足場なしの外壁塗装のメリットとは

マンション住まいは便利ですが、大規模修繕の時には足場が組まれ、長期間にわたってシートで覆われ、部屋が暗くなったり布団が干しづらくなったりして、気分もすこし暗くなりますね。部屋の外に組まれた足場から、だれか入ってくるのではと不安になる人もいるでしょう。管理組合の理事長さんの中には、前回にはなかった一戸建てが目の前に建ってしまい、足場を組もうにも十分なスペースがあるのかどうか、また他の設備の交換を優先したために予算が足りなくて、少しでも節約したいと思っている人もいるでしょう。
外壁塗装の費用の半分以上は実は足場代だということは、知られているようであまり知られていない事実です。また、十分なスペースや足場を安全に設置できないような立地の所では、外壁塗装が満足にできない場合もあります。そこで現れたのが無足場工法。以前からビルの窓ふきなどでは、屋上からつりさげたゴンドラに乗って作業員が清掃を行っていましたが、同じようなやり方で外壁塗装を行う工法が、最近広まってきました。事前の調査から、下地補修、外壁洗浄、塗装、シーリングまで、すべて天井からのつりさげで行います。
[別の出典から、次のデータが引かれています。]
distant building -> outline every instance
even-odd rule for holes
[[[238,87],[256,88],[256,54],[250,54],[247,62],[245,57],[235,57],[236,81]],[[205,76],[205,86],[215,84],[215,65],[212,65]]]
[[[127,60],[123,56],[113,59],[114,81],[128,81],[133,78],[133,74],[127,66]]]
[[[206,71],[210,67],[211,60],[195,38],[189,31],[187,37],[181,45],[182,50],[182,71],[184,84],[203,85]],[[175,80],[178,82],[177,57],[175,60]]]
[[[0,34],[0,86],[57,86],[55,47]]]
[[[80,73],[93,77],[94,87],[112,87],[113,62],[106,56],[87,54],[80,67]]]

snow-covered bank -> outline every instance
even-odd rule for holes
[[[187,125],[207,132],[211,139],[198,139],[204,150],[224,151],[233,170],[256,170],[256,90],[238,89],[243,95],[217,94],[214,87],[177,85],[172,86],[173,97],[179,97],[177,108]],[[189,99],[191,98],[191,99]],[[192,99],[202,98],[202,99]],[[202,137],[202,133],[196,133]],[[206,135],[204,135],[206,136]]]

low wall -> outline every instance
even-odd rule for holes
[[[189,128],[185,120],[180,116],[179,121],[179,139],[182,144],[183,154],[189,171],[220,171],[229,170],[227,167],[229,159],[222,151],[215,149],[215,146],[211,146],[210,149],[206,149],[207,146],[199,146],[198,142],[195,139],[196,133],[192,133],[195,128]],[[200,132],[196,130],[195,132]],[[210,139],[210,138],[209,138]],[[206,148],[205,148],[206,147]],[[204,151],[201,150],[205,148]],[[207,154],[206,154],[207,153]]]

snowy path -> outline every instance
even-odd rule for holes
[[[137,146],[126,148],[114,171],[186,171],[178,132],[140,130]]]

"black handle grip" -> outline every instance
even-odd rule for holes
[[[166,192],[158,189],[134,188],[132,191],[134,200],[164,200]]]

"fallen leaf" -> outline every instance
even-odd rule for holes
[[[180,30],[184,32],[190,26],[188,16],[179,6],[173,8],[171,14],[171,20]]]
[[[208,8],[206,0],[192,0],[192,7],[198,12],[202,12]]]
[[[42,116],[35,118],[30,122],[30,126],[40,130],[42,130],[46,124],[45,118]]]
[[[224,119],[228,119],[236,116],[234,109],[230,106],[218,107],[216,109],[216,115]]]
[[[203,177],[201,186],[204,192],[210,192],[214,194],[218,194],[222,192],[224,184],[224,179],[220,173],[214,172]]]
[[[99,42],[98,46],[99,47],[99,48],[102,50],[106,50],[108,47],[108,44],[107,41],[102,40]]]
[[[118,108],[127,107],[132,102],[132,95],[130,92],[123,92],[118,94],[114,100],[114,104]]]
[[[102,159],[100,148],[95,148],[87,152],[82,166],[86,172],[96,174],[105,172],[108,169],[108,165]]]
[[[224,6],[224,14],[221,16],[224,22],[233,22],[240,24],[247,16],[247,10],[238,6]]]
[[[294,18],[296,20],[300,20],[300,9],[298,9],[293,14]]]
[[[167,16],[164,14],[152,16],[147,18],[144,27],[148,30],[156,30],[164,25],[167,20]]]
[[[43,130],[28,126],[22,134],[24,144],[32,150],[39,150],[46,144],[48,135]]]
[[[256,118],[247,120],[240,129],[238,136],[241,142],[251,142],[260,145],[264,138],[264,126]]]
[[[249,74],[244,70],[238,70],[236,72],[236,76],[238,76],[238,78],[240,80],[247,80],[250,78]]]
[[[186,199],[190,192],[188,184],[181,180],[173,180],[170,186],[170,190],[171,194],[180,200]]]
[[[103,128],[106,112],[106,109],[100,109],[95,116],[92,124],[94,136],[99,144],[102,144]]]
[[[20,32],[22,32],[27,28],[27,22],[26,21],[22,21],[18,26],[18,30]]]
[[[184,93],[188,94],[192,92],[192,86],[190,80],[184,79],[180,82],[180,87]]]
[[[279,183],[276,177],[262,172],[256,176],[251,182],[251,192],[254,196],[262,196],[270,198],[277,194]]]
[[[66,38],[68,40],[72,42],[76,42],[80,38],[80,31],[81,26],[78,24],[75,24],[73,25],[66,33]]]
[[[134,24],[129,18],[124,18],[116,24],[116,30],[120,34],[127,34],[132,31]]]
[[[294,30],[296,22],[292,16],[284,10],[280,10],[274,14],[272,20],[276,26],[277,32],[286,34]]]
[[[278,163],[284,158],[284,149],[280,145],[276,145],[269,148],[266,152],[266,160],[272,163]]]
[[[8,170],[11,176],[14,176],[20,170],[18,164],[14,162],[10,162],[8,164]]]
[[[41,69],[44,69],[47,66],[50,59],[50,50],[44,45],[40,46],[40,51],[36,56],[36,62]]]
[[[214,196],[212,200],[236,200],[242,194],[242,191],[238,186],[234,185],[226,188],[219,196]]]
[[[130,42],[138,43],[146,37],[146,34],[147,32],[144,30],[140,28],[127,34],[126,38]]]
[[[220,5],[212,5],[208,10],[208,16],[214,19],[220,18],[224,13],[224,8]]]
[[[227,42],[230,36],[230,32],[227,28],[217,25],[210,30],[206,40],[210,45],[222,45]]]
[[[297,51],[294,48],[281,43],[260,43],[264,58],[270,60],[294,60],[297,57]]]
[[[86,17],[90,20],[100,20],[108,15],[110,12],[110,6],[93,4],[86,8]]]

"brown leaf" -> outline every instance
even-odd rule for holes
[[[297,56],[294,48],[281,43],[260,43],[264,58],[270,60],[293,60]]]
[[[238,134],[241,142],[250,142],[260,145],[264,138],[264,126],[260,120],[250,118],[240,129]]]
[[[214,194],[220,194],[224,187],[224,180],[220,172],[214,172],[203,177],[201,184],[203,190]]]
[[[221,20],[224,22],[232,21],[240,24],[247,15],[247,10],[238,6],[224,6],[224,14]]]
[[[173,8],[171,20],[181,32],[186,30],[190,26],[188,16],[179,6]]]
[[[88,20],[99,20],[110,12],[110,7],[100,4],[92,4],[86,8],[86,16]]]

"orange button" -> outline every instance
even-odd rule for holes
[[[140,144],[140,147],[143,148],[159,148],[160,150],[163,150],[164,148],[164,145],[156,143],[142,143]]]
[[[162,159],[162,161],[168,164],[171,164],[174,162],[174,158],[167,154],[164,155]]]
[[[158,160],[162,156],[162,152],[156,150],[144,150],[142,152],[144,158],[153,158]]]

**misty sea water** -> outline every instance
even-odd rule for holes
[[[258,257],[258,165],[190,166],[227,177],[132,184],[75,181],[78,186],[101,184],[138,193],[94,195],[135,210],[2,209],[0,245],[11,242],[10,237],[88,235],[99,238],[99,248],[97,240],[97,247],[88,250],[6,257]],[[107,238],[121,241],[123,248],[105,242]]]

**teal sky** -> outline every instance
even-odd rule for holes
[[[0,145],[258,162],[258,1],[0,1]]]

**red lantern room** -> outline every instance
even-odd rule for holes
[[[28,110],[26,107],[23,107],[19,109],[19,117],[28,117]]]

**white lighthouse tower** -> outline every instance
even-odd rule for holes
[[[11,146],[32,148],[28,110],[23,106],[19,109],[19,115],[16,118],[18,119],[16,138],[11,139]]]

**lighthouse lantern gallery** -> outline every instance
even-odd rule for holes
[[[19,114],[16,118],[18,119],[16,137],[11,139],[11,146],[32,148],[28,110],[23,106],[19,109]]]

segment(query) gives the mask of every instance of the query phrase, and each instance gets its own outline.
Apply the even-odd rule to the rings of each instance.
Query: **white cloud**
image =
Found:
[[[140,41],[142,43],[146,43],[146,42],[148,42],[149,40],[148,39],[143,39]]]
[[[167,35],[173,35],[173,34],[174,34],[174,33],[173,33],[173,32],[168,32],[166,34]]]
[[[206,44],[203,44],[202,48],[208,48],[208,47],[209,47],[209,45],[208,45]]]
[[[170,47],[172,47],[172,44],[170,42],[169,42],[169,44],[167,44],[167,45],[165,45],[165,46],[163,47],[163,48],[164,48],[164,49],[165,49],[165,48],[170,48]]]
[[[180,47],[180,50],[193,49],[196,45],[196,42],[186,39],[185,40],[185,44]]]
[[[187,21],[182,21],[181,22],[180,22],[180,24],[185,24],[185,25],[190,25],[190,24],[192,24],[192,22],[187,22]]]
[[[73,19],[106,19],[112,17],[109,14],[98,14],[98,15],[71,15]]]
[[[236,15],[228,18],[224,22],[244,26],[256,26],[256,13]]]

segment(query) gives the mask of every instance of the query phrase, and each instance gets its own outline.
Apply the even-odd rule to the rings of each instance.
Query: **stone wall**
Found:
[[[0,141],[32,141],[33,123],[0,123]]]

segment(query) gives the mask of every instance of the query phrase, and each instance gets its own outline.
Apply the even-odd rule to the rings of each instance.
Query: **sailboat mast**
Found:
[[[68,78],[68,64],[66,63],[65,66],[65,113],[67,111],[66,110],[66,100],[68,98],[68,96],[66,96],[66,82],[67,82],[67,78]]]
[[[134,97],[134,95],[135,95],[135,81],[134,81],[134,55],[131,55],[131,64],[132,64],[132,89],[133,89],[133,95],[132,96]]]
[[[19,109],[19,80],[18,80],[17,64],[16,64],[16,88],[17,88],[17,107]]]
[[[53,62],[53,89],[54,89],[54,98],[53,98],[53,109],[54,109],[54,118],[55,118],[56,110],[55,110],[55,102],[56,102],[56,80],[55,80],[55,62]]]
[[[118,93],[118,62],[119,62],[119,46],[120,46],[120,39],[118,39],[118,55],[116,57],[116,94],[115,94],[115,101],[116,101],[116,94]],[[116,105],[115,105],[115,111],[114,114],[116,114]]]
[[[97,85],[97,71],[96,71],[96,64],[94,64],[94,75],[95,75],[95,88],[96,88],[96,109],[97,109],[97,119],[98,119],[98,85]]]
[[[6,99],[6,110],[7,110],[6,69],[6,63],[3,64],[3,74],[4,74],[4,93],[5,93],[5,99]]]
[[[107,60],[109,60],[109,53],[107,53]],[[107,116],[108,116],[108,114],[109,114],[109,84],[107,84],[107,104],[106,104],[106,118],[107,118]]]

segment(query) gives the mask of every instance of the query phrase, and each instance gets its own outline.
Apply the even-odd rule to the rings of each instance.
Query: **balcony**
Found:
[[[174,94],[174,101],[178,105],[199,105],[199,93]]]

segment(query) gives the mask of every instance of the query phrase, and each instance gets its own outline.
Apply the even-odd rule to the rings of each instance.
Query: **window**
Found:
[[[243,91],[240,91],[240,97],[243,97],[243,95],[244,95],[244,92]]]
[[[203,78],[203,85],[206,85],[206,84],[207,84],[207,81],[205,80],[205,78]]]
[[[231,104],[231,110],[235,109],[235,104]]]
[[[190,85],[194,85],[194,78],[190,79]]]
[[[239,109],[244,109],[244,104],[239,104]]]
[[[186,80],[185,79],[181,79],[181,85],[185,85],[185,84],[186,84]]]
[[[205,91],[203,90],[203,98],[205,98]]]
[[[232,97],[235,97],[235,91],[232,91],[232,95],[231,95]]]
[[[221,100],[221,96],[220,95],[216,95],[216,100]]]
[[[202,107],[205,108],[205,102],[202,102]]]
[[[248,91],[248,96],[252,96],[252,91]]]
足場なしの工法のメリットは、まず足場代がかからないこと。そして、足場の組み立てや解体に伴う工期の延長や騒音がなくなることです。また防犯面でも泥棒等が入りにくくなりますし、シートをかけないのでほぼ普段通りの生活が送れます。ただ、作業員にとっては足場工法よりもいくらか危険な作業になるので、熟練した職人中心の作業となるため、作業費は高くなります。また、シートをかけないので、物が落下する危険のあるところでは十分な注意が必要になります。
それでも、足場代は作業費の上乗せ分を上回るので費用面でも節約できますし、住民にとっても大規模修繕時の圧迫感や不安感がなくなりますから、これからの修繕計画では選択肢の一つとして、十分考慮に値するでしょう。